Chi siamo

Missione

Il Forum Internazionale per la Pace, la Sicurezza e la Prosperità (IFPSP), una società senza scopo di lucro registrata a livello federale in Canada, è stato fondato nel 2019 con la missione di imparare dal nostro passato, di educare e informare le generazioni future sulla storia della pace nel mondo e di portare un livello di ragionamento più elevato alla discussione su ciò che consente di ottenere, in questa era digitale, pace, sicurezza e prosperità durature. 

L'IFPSP sostiene e promuove la pace positiva, gli Obiettivi di Sviluppo Sostenibile (SDG) delle Nazioni Unite 13, 14, 15 relativi al cambiamento climatico e 16 relativi alle istituzioni di giustizia e gli Otto Pilastri della Pace Positiva sviluppati dall'Institute for Economics & Peace (IEP).

Solo attraverso una difesa diligente degli otto pilastri della pace positiva, la prosperità della società può essere raggiungibile e sostenibile.
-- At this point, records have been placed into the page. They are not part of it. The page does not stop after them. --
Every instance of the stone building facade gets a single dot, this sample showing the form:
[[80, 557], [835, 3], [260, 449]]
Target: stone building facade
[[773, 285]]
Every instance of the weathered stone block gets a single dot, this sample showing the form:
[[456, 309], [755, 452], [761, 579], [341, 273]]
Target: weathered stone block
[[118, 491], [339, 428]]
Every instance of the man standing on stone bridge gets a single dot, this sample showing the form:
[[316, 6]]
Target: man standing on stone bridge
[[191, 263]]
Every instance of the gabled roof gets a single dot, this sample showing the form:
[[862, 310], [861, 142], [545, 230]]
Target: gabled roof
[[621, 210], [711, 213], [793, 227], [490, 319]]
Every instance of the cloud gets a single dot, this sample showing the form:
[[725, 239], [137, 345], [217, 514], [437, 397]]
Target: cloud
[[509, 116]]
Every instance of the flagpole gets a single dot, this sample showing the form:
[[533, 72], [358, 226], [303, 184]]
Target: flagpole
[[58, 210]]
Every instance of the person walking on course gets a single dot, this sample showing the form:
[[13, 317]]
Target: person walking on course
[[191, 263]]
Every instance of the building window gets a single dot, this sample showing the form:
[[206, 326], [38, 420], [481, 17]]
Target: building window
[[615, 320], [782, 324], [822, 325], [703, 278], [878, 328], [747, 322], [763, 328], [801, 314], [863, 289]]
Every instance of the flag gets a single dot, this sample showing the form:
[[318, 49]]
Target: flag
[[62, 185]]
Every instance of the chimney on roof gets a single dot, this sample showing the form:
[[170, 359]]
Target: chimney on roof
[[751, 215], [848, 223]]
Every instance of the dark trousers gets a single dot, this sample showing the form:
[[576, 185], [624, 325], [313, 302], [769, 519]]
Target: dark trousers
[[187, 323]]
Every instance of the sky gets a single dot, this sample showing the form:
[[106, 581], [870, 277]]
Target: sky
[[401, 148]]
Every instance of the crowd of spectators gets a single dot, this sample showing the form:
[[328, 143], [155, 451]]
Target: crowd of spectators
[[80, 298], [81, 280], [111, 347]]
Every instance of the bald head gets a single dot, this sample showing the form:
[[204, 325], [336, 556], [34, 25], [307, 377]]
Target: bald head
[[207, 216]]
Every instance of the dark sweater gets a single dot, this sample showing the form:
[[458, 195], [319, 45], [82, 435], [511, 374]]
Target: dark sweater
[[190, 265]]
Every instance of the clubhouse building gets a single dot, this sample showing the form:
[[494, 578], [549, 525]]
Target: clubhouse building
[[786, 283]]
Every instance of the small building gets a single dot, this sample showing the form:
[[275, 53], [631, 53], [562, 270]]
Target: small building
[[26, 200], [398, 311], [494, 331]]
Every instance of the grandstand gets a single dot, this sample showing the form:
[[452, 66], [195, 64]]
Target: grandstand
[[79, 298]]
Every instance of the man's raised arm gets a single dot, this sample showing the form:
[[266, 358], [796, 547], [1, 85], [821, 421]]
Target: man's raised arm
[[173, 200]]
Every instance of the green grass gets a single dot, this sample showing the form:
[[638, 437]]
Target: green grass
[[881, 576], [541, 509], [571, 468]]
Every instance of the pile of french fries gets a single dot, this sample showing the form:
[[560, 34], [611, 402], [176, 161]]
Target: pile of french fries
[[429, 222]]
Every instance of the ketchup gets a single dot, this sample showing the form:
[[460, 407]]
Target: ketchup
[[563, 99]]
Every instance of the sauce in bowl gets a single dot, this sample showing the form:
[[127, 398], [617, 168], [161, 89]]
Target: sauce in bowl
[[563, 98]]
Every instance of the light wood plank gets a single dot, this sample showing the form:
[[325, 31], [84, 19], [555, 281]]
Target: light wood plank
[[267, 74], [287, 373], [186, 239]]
Esplorando i valori fondamentali della libertà individuale, della democrazia, dello Stato di diritto e dei diritti umani universali attraverso gli otto pilastri della Pace positiva, gli organizzatori desiderano ispirare la prossima generazione di giovani leader con una rinnovata comprensione dell'importanza delle istituzioni che li difendono. 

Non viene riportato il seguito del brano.